The most frustrating part for the Wild is as bad as they felt they played in the second period, when the Avalanche had 34 shot attempts to their eight, they still had a 3-1 lead and felt good about how they were handling the third until Drury's goal.
"I thought we did a really good job of trying to close that out," defenseman Quinn Hughes said. "Pucks in, pucks out, defending. They didn't get a ton of looks."
Even MacKinnon's goal wasn't necessarily a great look for the Hart Trophy finalist, but he did something great players do. He turned what looked like nothing into everything.
MacKinnon, from low in the left face-off circle, picked the near corner with only a few inches of space over Jesper Wallstedt's right shoulder to score the game-tying goal with Wedgewood out for the extra skater.
Ironically, it was close to the same location of the shot he missed in the third period of the gold-medal game at the Winter Olympics that could have won it for Team Canada.

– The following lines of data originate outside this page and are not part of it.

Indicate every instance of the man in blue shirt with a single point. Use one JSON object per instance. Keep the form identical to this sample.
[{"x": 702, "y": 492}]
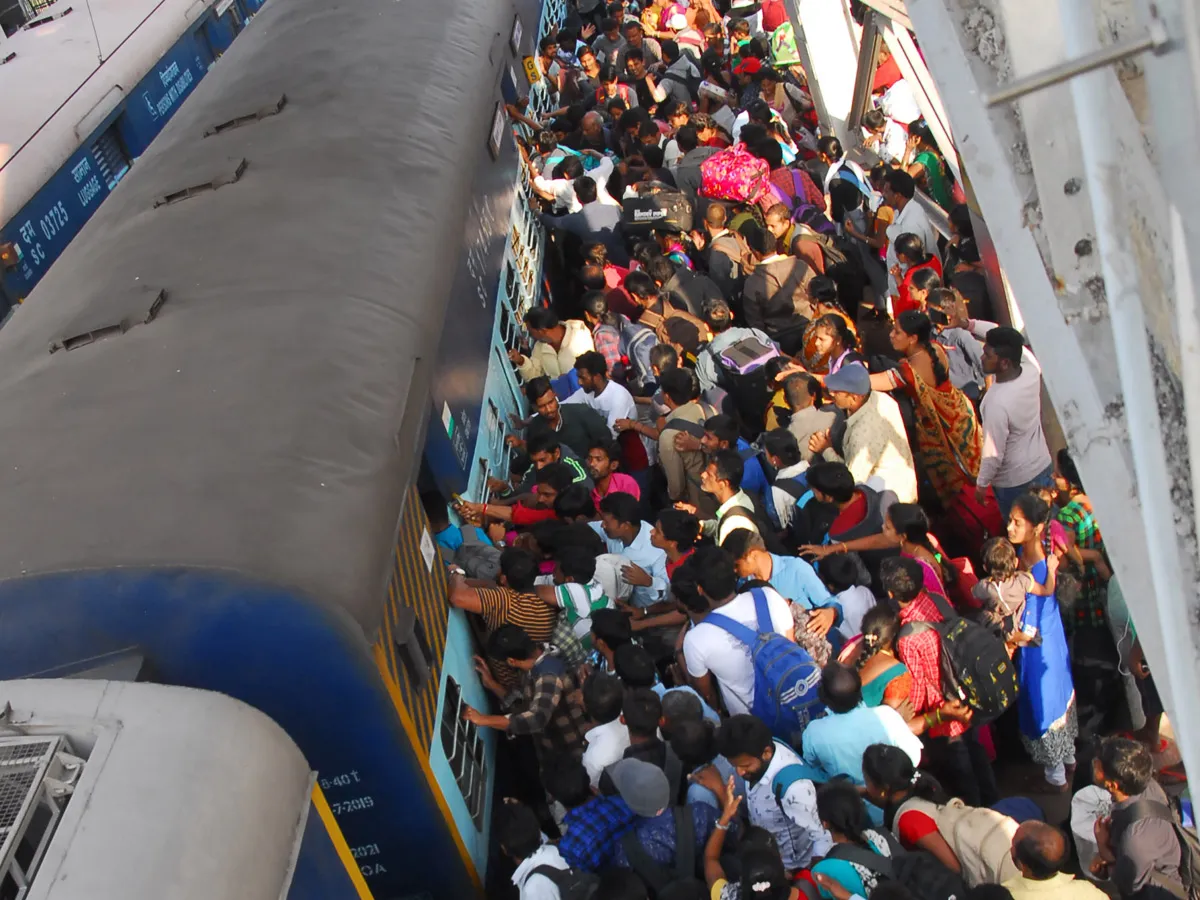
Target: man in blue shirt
[
  {"x": 795, "y": 579},
  {"x": 623, "y": 531}
]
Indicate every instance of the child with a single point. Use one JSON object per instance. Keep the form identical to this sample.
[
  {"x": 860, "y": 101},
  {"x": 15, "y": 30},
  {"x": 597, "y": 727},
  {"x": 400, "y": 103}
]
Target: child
[
  {"x": 850, "y": 583},
  {"x": 1002, "y": 592}
]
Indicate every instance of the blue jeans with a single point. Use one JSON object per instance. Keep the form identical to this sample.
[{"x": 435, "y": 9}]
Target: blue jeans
[{"x": 1005, "y": 496}]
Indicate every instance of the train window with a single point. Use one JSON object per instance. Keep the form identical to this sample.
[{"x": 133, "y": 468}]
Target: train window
[
  {"x": 111, "y": 157},
  {"x": 463, "y": 747}
]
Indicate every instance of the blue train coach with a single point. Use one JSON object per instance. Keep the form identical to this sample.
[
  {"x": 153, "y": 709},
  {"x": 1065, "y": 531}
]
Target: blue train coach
[{"x": 219, "y": 402}]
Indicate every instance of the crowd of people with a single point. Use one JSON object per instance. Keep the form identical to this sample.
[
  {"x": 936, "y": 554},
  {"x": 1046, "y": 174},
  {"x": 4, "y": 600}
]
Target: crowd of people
[{"x": 766, "y": 606}]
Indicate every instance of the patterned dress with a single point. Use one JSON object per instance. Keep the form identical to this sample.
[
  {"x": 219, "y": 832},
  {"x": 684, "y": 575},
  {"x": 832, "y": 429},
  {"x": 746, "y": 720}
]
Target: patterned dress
[{"x": 1078, "y": 517}]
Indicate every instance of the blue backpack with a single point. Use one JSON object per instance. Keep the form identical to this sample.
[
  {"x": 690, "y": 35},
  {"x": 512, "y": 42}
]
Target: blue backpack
[{"x": 785, "y": 677}]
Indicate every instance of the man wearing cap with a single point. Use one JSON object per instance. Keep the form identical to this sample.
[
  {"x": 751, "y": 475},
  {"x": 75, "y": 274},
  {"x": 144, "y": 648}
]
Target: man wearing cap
[
  {"x": 646, "y": 791},
  {"x": 875, "y": 444}
]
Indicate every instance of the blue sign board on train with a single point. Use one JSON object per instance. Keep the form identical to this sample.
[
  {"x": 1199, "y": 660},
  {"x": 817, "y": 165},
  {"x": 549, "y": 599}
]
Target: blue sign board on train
[{"x": 57, "y": 213}]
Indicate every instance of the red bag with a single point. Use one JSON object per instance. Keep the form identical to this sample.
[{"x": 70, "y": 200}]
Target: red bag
[{"x": 733, "y": 174}]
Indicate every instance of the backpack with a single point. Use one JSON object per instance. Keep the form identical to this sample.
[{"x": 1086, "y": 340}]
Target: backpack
[
  {"x": 742, "y": 373},
  {"x": 1189, "y": 846},
  {"x": 981, "y": 838},
  {"x": 570, "y": 883},
  {"x": 735, "y": 174},
  {"x": 785, "y": 677},
  {"x": 975, "y": 664},
  {"x": 658, "y": 877}
]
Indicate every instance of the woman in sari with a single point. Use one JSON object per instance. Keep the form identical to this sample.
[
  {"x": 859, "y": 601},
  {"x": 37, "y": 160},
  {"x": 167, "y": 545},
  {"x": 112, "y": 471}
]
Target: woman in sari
[{"x": 949, "y": 439}]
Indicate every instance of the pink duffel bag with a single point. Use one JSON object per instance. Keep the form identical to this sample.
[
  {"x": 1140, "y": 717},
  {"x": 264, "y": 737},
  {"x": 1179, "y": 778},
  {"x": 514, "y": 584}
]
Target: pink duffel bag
[{"x": 733, "y": 174}]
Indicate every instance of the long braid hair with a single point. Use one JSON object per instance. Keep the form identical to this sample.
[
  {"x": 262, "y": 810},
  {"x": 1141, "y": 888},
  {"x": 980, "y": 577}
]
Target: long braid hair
[{"x": 917, "y": 324}]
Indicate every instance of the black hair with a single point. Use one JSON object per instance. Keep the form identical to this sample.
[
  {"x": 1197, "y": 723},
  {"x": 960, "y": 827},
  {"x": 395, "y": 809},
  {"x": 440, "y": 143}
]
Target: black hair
[
  {"x": 1036, "y": 851},
  {"x": 840, "y": 573},
  {"x": 510, "y": 641},
  {"x": 576, "y": 563},
  {"x": 541, "y": 318},
  {"x": 1007, "y": 343},
  {"x": 585, "y": 190},
  {"x": 798, "y": 384},
  {"x": 641, "y": 711},
  {"x": 623, "y": 507},
  {"x": 744, "y": 736},
  {"x": 593, "y": 363},
  {"x": 880, "y": 629},
  {"x": 1127, "y": 763},
  {"x": 903, "y": 579},
  {"x": 840, "y": 808},
  {"x": 730, "y": 467},
  {"x": 911, "y": 247},
  {"x": 1068, "y": 471},
  {"x": 694, "y": 743},
  {"x": 558, "y": 475},
  {"x": 565, "y": 779},
  {"x": 685, "y": 588},
  {"x": 688, "y": 138},
  {"x": 724, "y": 429},
  {"x": 639, "y": 282},
  {"x": 538, "y": 388},
  {"x": 679, "y": 527},
  {"x": 541, "y": 442},
  {"x": 891, "y": 769},
  {"x": 519, "y": 568},
  {"x": 634, "y": 666},
  {"x": 841, "y": 689},
  {"x": 612, "y": 628},
  {"x": 832, "y": 479},
  {"x": 621, "y": 885},
  {"x": 835, "y": 323},
  {"x": 714, "y": 573},
  {"x": 681, "y": 385},
  {"x": 783, "y": 444},
  {"x": 901, "y": 183},
  {"x": 517, "y": 831},
  {"x": 763, "y": 867},
  {"x": 603, "y": 697}
]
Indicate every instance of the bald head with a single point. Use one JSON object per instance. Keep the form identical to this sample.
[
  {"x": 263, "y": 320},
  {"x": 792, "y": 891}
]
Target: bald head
[{"x": 1039, "y": 850}]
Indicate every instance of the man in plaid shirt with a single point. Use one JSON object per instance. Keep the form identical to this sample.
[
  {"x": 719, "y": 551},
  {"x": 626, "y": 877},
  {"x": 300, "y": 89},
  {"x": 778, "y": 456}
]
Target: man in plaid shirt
[
  {"x": 946, "y": 720},
  {"x": 546, "y": 703}
]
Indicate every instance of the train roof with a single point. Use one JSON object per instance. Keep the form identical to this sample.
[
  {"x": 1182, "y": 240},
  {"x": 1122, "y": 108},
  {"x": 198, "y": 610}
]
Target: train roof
[
  {"x": 181, "y": 793},
  {"x": 267, "y": 418},
  {"x": 58, "y": 90}
]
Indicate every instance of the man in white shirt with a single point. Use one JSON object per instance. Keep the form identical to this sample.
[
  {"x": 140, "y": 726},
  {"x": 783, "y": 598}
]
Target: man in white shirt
[
  {"x": 607, "y": 742},
  {"x": 521, "y": 839},
  {"x": 1015, "y": 457},
  {"x": 609, "y": 399},
  {"x": 781, "y": 796},
  {"x": 713, "y": 658},
  {"x": 899, "y": 190}
]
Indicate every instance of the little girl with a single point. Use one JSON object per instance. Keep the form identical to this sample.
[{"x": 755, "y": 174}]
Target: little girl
[{"x": 1003, "y": 591}]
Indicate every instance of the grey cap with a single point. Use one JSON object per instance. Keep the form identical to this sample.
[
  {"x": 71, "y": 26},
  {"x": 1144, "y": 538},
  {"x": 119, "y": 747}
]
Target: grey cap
[
  {"x": 851, "y": 378},
  {"x": 642, "y": 786}
]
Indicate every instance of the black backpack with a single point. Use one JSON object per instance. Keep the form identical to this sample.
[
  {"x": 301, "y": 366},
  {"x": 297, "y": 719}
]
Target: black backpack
[
  {"x": 918, "y": 871},
  {"x": 1188, "y": 888},
  {"x": 571, "y": 883},
  {"x": 659, "y": 877},
  {"x": 975, "y": 665}
]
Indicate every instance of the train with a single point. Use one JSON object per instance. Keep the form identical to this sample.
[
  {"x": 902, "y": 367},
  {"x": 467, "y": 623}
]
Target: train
[
  {"x": 124, "y": 791},
  {"x": 87, "y": 89},
  {"x": 223, "y": 401}
]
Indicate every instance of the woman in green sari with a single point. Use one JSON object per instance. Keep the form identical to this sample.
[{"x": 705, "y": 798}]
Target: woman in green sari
[{"x": 927, "y": 166}]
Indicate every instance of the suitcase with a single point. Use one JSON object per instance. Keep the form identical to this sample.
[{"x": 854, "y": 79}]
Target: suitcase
[{"x": 665, "y": 208}]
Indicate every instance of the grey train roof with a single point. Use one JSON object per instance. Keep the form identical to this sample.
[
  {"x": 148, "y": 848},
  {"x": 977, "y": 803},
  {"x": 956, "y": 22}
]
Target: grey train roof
[
  {"x": 185, "y": 793},
  {"x": 264, "y": 420}
]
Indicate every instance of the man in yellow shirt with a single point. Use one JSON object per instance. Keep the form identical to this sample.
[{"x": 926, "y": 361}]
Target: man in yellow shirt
[{"x": 1041, "y": 852}]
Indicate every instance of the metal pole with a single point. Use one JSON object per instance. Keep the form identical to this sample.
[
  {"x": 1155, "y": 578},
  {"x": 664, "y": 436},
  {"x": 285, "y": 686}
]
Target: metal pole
[{"x": 1169, "y": 582}]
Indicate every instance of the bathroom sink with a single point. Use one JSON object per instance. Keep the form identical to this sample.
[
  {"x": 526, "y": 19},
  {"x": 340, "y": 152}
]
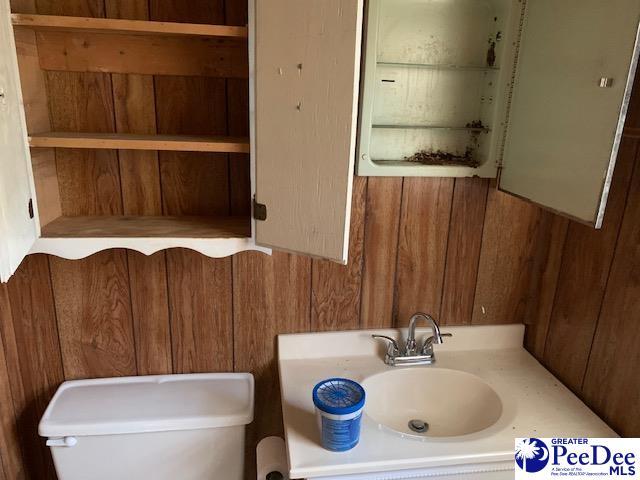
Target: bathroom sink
[{"x": 431, "y": 402}]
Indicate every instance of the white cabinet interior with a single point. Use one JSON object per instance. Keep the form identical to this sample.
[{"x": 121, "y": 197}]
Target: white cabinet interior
[
  {"x": 534, "y": 90},
  {"x": 436, "y": 82}
]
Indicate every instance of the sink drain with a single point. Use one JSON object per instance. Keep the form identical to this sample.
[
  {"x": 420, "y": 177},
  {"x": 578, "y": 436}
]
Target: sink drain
[{"x": 418, "y": 426}]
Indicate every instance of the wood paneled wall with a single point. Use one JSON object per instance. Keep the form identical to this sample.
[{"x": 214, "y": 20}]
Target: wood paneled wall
[
  {"x": 586, "y": 324},
  {"x": 456, "y": 248}
]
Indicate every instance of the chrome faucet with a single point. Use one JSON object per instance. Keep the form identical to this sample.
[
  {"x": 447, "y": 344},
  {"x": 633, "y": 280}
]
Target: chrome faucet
[{"x": 410, "y": 354}]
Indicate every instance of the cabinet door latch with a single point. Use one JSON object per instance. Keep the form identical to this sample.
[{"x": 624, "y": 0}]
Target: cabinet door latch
[{"x": 259, "y": 211}]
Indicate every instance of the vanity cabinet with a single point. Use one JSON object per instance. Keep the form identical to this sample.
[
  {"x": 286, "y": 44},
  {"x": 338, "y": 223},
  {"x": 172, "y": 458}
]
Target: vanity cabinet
[
  {"x": 534, "y": 92},
  {"x": 302, "y": 74}
]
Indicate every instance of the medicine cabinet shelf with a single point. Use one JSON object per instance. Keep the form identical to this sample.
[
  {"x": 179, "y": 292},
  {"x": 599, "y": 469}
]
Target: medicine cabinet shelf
[
  {"x": 433, "y": 66},
  {"x": 434, "y": 127}
]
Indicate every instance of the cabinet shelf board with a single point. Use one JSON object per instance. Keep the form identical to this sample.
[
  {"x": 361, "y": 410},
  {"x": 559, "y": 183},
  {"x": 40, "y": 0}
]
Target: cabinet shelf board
[
  {"x": 432, "y": 66},
  {"x": 121, "y": 141},
  {"x": 133, "y": 27},
  {"x": 148, "y": 227}
]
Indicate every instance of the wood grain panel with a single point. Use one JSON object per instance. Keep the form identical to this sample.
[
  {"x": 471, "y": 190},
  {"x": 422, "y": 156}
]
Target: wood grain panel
[
  {"x": 33, "y": 356},
  {"x": 201, "y": 316},
  {"x": 193, "y": 183},
  {"x": 146, "y": 55},
  {"x": 238, "y": 122},
  {"x": 200, "y": 289},
  {"x": 89, "y": 180},
  {"x": 270, "y": 296},
  {"x": 150, "y": 312},
  {"x": 611, "y": 384},
  {"x": 463, "y": 250},
  {"x": 506, "y": 259},
  {"x": 134, "y": 102},
  {"x": 542, "y": 291},
  {"x": 183, "y": 143},
  {"x": 120, "y": 26},
  {"x": 384, "y": 197},
  {"x": 13, "y": 465},
  {"x": 585, "y": 268},
  {"x": 335, "y": 288},
  {"x": 93, "y": 307},
  {"x": 422, "y": 244},
  {"x": 77, "y": 8}
]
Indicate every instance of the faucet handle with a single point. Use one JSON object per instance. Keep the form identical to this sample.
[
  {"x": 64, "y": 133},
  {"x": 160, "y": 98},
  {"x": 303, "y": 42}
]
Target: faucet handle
[
  {"x": 427, "y": 346},
  {"x": 392, "y": 344}
]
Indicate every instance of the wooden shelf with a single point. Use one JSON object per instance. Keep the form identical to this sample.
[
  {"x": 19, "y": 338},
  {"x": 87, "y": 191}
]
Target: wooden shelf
[
  {"x": 140, "y": 142},
  {"x": 148, "y": 227},
  {"x": 131, "y": 27}
]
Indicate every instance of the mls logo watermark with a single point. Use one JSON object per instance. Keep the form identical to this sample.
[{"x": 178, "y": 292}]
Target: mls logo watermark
[
  {"x": 532, "y": 455},
  {"x": 550, "y": 458}
]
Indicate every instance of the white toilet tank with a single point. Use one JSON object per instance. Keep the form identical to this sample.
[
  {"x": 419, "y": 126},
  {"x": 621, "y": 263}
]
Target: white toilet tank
[{"x": 166, "y": 427}]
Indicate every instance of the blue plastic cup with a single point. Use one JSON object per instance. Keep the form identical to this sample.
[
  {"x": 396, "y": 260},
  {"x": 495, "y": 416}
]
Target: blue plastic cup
[{"x": 339, "y": 403}]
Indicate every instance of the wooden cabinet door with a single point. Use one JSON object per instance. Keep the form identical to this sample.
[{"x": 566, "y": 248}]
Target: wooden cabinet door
[
  {"x": 306, "y": 74},
  {"x": 18, "y": 227},
  {"x": 577, "y": 61}
]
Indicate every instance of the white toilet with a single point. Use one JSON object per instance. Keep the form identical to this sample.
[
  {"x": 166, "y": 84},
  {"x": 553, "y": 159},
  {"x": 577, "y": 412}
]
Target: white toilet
[{"x": 187, "y": 427}]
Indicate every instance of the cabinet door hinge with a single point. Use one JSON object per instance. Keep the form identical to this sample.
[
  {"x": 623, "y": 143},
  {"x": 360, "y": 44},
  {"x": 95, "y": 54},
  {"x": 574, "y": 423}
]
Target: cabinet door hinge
[{"x": 259, "y": 211}]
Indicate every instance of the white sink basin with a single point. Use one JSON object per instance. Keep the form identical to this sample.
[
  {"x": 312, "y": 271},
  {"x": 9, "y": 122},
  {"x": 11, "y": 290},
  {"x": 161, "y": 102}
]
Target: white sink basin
[{"x": 431, "y": 402}]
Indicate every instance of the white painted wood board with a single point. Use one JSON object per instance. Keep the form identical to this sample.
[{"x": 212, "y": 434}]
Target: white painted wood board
[
  {"x": 564, "y": 129},
  {"x": 18, "y": 232},
  {"x": 307, "y": 61}
]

"I just saw a little daylight and just threw it there," MacKinnon said. "It doesn't always go where you want it to. Happy it did then."
Wallstedt said giving that one up "hurts a lot."
"I haven't looked at, but it felt like I was in good position, it felt like I had the right read," he said. "Maybe I was a little passive or went down a little quick, but also he picked his corner. I think in the long run that's a save I make most of the time, but not today. Today he scored."